The formula involves mass, gravitational acceleration, and the drag coefficient, which itself is a function of the object's shape and the fluid's density. This is why Felix Baumgartner's supersonic freefall from the edge of space, where air was extremely thin, could reach speeds exceeding the speed of sound, a velocity unattainable at sea level.
Understanding Object Acceleration: The Role of Drag and Square Velocity in Physics
Real-world scenarios, such as a skydiver deploying a canopy, involve a dynamic transition where the increased surface area and drag cause an immediate and dramatic decrease in speed. A streamlined body, like an arrow or a skydiver in a head-down position, cuts through the air efficiently, presenting a lower drag coefficient and achieving a higher terminal velocity.
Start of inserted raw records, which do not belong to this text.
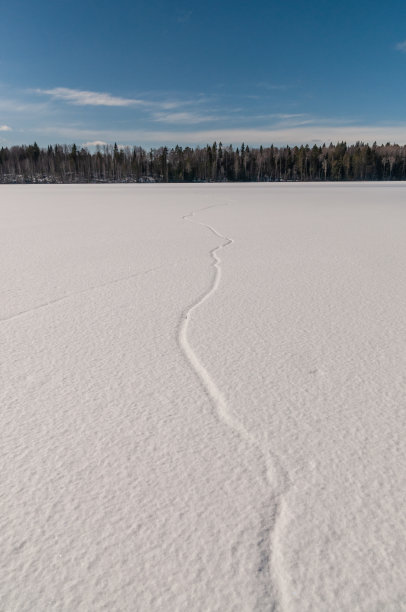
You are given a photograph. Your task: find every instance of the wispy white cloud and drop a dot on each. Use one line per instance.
(94, 143)
(271, 86)
(89, 98)
(186, 118)
(401, 46)
(310, 134)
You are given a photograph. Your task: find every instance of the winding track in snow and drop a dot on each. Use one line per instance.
(275, 478)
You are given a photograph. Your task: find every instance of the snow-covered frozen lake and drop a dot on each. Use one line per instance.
(203, 394)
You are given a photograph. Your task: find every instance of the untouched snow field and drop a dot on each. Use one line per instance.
(203, 397)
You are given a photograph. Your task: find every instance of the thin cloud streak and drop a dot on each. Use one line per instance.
(183, 118)
(309, 134)
(88, 98)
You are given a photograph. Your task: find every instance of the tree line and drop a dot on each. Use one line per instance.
(216, 162)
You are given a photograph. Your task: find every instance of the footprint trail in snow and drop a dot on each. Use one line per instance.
(275, 479)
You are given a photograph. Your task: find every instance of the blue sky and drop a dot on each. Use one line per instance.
(154, 73)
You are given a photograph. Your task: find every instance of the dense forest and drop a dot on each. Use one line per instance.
(71, 164)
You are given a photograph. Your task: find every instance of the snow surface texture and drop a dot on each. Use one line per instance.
(203, 393)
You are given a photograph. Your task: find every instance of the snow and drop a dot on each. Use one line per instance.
(203, 391)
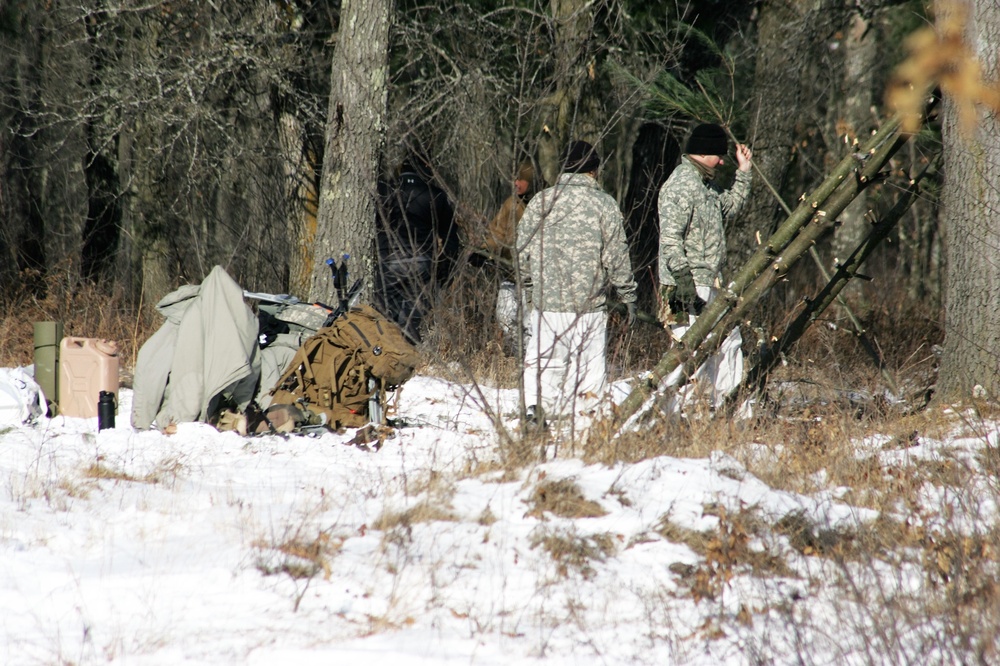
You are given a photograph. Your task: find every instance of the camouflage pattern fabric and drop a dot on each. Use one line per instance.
(692, 217)
(571, 244)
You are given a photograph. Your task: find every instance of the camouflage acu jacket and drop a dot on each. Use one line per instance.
(692, 217)
(571, 244)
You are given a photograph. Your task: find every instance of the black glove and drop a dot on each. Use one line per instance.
(685, 297)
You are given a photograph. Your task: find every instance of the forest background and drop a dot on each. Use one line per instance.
(146, 141)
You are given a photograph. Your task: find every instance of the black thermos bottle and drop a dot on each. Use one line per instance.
(106, 410)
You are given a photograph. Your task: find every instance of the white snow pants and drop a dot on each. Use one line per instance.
(564, 367)
(722, 372)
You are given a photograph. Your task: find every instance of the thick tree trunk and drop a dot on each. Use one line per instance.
(971, 205)
(355, 125)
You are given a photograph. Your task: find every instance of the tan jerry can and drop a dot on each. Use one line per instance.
(87, 366)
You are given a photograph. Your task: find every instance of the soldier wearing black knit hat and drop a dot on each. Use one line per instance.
(694, 210)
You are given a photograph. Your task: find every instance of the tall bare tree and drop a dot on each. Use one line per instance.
(355, 130)
(971, 205)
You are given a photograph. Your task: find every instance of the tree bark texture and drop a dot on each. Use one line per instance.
(355, 123)
(971, 207)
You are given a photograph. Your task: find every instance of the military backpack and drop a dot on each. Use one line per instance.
(344, 367)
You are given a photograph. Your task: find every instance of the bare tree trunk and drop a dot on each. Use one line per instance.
(355, 123)
(60, 181)
(971, 204)
(790, 32)
(565, 115)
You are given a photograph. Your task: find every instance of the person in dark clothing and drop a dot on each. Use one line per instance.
(417, 243)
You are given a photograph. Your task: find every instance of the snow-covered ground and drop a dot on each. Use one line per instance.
(202, 547)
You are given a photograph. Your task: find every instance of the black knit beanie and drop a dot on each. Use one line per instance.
(581, 157)
(707, 139)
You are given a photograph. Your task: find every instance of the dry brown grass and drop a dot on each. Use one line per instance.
(563, 498)
(86, 310)
(422, 512)
(166, 471)
(298, 556)
(571, 551)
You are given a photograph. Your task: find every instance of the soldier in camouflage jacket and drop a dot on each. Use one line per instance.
(693, 211)
(571, 243)
(571, 248)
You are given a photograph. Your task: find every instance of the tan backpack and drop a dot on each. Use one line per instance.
(340, 368)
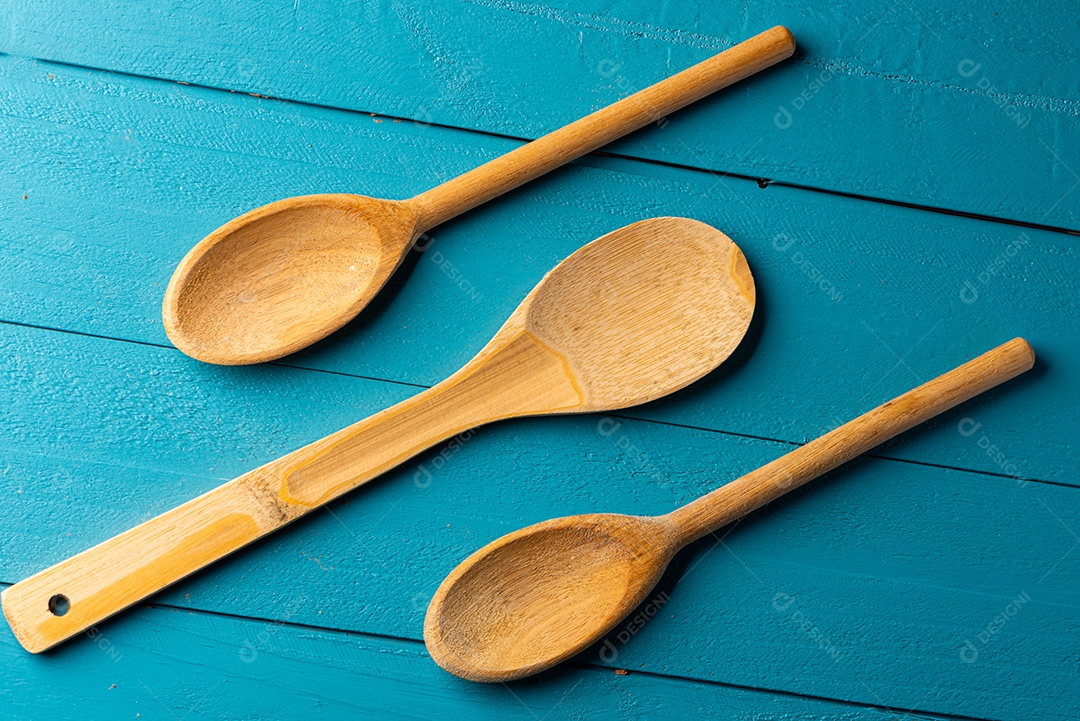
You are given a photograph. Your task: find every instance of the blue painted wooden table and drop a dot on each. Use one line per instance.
(906, 192)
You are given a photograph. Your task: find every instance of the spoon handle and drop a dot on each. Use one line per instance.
(518, 379)
(805, 463)
(557, 148)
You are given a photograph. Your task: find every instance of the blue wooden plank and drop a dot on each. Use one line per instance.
(894, 565)
(856, 299)
(194, 666)
(914, 101)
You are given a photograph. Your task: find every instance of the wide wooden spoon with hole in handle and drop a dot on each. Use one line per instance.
(632, 316)
(545, 593)
(289, 273)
As an object accelerates from rest, air resistance, or drag, increases proportionally to the square of its velocity. Understanding this concept requires examining the intricate relationship between gravitational force, air resistance, and the physical properties of the falling object.
Understanding Object Acceleration, Drag, and Square Velocity Physics
5 ~1 Raindrop (4mm) ~9 ~20 Practical Applications and Examples This physical phenomenon is not merely a theoretical exercise; it has profound implications in various fields. Object Approximate Terminal Velocity (m/s) Approximate Terminal Velocity (mph) Human (spread position) 50-60 112-134 Human (head-down) 240-300 540-670 Feather ~0.
More About Terminal velocity physics
Looking at Terminal velocity physics from another angle can help expand the discussion and give readers a second clear paragraph under the same section.
More perspective on Terminal velocity physics can make the topic easier to follow by connecting earlier points with a few simple takeaways.